“我是多么地爱你,这一点,看来你还不太明白。”
这之后,他们便**起来,可以说,这是他们相识以来玩得最开心的一次。
临走之前,她微笑道:
“我认为。一个人处在你的境遇中,要是无意间发现忘在衣袋里的钱,或是在衣服的夹层里发现一块硬币,那才开心呢。”
杜洛瓦点头称是:
“啊,那当然好喽。”
德·马莱尔夫人看着美丽的月色,坚持徒步回去。在这皎洁的月光下,她不禁心醉神迷。
这是一个初冬的寒夜,月白风清,路上结着薄薄的冰。行人和车辆冒着寒气匆匆走过,脚步声和车轮声清晰可闻。
分手的时候,德·马莱尔夫人问道:
“后天见,好吗?”
“好的,就这么说定了。”
“还是今天这个时候?”
“还是这个时候。”
“那就再见了,亲爱的。”
两个人缠绵了一阵儿,才各自离去。
杜洛瓦大步踏上归程,心中却在打算着,第二天该想个什么法子,方可填饱肚皮。打开房门后,当他将手伸进背心口袋掏火柴的时候,指尖却碰到了一枚硬币,心中非常惊讶。
把灯点着后,他拿出硬币仔细看了看,原来是一枚相当于二十法郎的金路易!
他冥思苦想,也没想通。
他把硬币翻过来覆过去地看了一遍又一遍,想弄清楚这钱怎么会意外地出现在他的背心口袋里。因为它总不致于是从天上掉进去的。

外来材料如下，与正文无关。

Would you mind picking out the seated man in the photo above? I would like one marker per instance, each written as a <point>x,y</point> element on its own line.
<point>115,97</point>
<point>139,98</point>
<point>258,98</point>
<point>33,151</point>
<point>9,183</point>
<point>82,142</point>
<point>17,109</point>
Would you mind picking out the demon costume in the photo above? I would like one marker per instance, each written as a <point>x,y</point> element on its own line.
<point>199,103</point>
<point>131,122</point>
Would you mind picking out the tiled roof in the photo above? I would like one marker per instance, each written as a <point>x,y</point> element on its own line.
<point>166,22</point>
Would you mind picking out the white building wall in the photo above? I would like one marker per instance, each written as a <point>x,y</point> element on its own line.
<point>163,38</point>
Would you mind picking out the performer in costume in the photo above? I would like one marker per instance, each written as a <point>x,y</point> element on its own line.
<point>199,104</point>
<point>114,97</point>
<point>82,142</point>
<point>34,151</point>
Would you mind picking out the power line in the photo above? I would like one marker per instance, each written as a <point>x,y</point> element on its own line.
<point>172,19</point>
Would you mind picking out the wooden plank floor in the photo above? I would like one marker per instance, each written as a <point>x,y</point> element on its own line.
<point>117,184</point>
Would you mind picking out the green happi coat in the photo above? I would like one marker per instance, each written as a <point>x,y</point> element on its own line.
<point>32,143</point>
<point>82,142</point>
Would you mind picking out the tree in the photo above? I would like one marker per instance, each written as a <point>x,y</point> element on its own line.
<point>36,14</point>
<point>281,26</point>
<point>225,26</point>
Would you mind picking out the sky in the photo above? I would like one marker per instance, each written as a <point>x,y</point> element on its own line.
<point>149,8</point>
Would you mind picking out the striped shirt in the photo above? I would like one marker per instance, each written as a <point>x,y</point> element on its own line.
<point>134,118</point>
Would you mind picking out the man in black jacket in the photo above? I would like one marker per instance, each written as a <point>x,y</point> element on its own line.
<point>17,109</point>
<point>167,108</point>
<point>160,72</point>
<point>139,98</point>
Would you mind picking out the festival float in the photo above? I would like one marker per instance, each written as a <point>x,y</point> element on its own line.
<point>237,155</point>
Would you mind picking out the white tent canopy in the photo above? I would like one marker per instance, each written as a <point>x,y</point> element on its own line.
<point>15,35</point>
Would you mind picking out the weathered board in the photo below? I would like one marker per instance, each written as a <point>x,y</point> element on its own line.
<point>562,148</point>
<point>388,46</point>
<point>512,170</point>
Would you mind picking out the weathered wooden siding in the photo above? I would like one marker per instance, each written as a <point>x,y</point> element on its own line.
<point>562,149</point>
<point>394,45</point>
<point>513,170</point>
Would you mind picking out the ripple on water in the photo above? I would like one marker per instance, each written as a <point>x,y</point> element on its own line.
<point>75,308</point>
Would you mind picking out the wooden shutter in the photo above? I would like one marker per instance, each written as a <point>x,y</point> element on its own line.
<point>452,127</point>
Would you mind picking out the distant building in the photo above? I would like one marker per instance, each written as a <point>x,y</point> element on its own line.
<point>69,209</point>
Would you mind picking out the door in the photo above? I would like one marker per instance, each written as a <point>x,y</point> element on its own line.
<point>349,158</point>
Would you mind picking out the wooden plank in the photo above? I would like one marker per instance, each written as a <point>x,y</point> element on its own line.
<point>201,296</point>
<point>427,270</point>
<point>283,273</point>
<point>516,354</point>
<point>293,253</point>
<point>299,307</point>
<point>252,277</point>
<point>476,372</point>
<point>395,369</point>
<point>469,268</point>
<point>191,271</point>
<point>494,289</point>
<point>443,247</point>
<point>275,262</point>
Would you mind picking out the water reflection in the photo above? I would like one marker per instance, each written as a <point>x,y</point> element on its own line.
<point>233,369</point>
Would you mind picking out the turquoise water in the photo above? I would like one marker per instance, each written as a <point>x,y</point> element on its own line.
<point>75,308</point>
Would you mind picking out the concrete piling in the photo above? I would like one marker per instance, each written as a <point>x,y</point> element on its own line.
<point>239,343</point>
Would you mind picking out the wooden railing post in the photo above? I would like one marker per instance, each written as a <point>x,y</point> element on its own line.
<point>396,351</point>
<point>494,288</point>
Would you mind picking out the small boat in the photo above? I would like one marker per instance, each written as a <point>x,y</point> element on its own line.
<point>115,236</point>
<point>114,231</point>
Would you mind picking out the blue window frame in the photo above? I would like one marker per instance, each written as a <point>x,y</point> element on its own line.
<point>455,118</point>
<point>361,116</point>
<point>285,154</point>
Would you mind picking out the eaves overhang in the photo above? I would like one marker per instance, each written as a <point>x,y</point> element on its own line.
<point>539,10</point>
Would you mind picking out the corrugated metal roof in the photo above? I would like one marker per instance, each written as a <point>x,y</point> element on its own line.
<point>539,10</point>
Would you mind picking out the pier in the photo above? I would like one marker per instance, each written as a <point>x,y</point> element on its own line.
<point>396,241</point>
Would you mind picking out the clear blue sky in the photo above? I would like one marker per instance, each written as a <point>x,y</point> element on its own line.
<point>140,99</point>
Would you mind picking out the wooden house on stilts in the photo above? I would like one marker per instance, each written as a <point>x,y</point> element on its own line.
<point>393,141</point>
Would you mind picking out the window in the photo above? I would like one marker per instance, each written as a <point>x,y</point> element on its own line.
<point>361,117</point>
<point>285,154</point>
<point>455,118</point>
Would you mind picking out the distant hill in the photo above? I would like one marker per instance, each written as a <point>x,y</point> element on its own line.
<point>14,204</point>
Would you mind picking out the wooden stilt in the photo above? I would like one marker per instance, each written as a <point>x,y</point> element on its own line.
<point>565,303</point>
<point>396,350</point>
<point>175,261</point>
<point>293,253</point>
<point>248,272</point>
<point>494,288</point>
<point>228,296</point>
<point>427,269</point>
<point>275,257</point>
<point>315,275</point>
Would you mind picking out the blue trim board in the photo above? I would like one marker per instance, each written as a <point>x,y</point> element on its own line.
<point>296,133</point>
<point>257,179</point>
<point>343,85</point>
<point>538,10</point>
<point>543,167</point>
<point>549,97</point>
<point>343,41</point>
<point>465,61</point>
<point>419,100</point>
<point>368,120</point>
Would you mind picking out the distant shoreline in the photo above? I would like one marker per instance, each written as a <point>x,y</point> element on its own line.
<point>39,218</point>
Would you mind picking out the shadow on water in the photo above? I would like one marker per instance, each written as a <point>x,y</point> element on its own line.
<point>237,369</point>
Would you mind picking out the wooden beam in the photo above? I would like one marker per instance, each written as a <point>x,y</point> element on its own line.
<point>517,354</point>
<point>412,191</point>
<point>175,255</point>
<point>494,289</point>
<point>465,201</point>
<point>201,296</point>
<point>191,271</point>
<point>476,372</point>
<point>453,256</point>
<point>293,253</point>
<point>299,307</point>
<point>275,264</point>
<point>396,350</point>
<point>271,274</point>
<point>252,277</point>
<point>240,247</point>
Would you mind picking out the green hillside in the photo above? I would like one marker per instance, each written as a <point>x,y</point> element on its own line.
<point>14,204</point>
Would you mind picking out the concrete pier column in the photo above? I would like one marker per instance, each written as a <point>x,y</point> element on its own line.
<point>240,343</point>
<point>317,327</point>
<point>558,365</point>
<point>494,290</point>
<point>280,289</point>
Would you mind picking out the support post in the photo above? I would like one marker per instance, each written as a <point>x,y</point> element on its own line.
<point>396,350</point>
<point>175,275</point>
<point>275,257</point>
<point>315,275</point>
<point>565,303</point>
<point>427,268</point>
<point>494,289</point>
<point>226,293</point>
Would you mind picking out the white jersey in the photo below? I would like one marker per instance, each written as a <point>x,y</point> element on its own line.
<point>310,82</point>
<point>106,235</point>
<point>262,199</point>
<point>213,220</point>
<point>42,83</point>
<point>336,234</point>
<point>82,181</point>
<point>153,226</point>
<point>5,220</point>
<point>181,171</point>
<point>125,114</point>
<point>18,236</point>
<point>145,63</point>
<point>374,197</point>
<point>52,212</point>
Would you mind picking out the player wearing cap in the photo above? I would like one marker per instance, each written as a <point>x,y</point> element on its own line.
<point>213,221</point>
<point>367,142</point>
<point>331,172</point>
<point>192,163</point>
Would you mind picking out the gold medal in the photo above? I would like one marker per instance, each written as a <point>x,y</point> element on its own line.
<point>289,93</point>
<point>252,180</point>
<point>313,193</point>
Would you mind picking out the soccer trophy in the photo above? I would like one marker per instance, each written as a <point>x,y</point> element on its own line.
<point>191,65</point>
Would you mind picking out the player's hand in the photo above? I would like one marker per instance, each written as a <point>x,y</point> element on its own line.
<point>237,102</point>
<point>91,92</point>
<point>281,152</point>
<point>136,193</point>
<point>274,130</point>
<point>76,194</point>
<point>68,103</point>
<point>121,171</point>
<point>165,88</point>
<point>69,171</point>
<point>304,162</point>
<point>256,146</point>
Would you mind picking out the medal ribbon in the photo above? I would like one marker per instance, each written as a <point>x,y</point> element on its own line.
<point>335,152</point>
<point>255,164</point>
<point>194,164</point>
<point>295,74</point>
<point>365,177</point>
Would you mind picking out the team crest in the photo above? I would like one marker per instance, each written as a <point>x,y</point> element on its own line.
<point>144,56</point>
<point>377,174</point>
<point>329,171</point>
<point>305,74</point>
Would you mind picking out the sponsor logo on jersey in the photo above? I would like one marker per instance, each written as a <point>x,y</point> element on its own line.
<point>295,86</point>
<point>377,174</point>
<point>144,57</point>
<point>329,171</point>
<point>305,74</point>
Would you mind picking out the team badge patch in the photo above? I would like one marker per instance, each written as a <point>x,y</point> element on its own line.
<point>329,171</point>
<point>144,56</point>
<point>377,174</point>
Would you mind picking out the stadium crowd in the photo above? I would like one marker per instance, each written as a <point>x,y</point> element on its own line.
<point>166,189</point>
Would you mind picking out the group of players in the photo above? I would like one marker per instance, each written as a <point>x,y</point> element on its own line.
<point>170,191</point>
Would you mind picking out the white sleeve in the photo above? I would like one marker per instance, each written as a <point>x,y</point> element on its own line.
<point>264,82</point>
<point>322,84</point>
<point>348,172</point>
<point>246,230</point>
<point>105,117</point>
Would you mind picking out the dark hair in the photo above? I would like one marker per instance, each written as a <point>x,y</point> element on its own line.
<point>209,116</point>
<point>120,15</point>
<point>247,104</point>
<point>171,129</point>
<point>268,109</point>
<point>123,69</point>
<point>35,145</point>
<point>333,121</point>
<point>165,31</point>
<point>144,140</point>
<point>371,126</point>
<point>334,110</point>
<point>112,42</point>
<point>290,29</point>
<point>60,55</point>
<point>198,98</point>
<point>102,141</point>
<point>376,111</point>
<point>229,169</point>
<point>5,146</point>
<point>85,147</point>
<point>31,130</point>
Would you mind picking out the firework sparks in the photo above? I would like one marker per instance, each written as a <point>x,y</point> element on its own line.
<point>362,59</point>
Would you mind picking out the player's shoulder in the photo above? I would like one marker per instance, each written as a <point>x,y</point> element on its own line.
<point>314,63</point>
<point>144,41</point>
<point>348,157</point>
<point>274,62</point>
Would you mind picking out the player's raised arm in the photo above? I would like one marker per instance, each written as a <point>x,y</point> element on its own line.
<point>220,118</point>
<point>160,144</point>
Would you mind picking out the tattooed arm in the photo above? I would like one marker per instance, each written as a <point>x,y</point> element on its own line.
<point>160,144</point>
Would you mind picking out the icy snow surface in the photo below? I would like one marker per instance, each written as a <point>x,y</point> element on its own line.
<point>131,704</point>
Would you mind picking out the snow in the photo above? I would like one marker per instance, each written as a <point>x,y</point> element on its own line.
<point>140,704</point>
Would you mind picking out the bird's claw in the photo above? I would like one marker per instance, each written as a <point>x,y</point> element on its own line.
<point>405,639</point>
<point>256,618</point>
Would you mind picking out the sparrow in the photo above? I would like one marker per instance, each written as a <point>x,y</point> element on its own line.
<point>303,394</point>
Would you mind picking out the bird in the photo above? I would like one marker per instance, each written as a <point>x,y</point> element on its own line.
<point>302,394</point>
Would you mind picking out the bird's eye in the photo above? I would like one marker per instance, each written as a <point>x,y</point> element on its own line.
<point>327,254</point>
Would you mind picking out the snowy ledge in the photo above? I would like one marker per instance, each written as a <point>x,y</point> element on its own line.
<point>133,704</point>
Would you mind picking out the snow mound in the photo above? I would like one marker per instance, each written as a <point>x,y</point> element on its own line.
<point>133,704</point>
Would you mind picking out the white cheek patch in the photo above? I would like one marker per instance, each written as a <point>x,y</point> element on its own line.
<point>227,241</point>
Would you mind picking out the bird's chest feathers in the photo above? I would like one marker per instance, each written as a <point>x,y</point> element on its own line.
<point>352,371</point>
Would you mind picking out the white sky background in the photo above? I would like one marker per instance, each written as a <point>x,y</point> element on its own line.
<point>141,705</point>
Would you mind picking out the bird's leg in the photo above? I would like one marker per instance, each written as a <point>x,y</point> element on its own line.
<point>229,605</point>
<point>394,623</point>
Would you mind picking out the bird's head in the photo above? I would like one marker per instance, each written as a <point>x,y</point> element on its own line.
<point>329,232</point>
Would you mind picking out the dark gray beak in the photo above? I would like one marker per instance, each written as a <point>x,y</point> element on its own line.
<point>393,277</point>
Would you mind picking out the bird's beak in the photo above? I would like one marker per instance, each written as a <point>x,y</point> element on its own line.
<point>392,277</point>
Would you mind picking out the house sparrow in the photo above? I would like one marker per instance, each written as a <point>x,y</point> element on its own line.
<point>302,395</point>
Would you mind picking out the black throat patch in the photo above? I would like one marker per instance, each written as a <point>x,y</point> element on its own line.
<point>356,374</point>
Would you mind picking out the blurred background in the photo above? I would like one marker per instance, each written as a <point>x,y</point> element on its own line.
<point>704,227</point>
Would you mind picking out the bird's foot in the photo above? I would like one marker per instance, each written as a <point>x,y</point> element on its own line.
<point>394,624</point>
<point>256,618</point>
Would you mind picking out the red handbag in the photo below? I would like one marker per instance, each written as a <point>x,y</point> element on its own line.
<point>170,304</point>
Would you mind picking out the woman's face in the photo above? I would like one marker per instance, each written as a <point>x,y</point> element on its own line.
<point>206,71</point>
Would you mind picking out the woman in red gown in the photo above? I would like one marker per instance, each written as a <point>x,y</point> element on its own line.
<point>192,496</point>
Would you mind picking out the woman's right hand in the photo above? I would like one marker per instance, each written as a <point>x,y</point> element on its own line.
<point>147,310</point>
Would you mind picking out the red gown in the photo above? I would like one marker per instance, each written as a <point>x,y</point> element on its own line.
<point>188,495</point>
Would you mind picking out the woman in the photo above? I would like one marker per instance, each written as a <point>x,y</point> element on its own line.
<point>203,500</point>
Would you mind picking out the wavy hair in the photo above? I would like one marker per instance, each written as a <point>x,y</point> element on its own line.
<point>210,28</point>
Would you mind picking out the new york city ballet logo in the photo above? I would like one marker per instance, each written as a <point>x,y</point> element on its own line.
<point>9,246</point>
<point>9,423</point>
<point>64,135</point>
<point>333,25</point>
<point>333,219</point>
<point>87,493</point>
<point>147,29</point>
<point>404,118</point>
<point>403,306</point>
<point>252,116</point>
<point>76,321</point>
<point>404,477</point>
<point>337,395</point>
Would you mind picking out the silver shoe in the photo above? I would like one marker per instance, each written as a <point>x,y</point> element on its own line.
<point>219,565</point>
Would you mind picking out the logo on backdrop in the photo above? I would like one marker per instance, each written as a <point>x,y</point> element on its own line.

这样一想,他才恍然大悟,硬币的来历已不言自明,心中不由地升起一腔怒火。因为他的情妇刚才不是说过,一个人在穷困潦倒,山穷水尽之时,说不定会有意外收获吗?因此这枚硬币显然是她对他的施舍,他怎能忍受这等奇耻大辱?
他随即发恨道:
“不要紧,反正后天就要见到她,到时候我会要她好看的。”
他于是宽衣上床,可愤恨之气在他心中久久不能散去。
第二天,他很晚才醒来。虽然腹中饥饿,他仍想再睡一觉,以便到下午两点才起床。但他转而又想:
“总不能一直这样下去吧。无论如何,还得弄点钱来。”
这样,他又翻身起床,往外走去,希望能在街上灵机一动,想出个主意来。
然而到了街上,脑子还是一片空白。不仅仅这样,每经过一家餐馆,腹中饥饿的他甚至连口水也要流下来了。到了中午,他仍旧不知道该怎么办才能垫一下肚子。因此只得忘掉耻辱,先解燃眉之急:
“我也管不了那么多了,不如拿克洛蒂尔德放在我背心口袋里的钱先去吃餐饭,这钱反正明天还给她就是了。”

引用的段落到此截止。